The Naked Cowboy
Jerry Dowell, Naked. It’s a prospect guaranteed to excite cowboy fetishists and area singer-songwriter fans alike. But those hoping to lasso lascivious nudes of local folk’s Fabio must wait; the Naked album cover reveals only Dowell’s broad shoulders and cascading curls. However, he does strip down to his soul on this sparse acoustic effort, giving fans quite a peep show.
Dowell’s first two records were ostentatiously eclectic, veering from boozy blues stomps to sax-splattered jazz. On Naked, he draws a straight line from Springsteen’s Nebraska to the Eagles’ Hotel California, cruising rustic westward roads as tumbleweeds somersault to his rhythmic strums and artfully eroded vocals. The only ornate accent is his harmonica, which flashes like a speck of gold in a dust storm.

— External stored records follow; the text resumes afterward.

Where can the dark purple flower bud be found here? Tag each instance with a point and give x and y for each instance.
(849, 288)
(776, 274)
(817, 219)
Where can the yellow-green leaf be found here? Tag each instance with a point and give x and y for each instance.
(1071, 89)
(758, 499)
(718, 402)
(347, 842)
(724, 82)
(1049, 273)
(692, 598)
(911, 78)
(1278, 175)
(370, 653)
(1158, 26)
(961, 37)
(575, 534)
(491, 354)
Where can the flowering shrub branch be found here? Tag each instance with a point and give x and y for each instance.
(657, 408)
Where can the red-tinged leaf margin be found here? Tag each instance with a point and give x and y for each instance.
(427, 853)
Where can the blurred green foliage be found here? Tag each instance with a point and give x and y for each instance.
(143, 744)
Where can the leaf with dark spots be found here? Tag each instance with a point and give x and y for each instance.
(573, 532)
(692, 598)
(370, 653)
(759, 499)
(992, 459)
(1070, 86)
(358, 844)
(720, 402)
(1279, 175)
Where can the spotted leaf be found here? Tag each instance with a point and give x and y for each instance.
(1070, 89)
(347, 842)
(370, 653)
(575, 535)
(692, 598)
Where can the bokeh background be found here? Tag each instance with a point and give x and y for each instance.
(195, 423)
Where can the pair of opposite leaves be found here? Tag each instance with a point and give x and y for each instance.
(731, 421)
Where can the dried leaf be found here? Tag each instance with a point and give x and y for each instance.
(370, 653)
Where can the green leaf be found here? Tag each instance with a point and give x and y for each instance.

Even with a limited instrumental arsenal, Dowell keeps listeners guessing. He ranges from ungainly words (religiosity, successiveness) to simple rhyme schemes (Everything blue/Can happen to you), from goofy revelations (When I was a kid/I thought George Washington was an old lady in a wig) to poetic profundity (Silence is better than wasted words). He references Bible verses on the title track, but he secularizes “Amazing Grace” with a striking lyrical and musical makeover. The coffeehouse cowboy croons about his big ol’ Stetson without a hint of twang in his voice. He’s an authentic outlaw without affectation.
The prolific performer conceived Naked while penning tracks for the pending Stray Dogs, Steel Guitars & Reckless Love. Though he preserved that unreleased material, he borrowed tunes from the companion soundtrack to his as yet unfinished novel On Some Passionate Night and dug deep for long-forgotten gems. Dowell, who released his debut disc in 2002, boasts a solid songbook that stretches back more than two decades; fortunately for fans, he’s finally starting to bare the goods.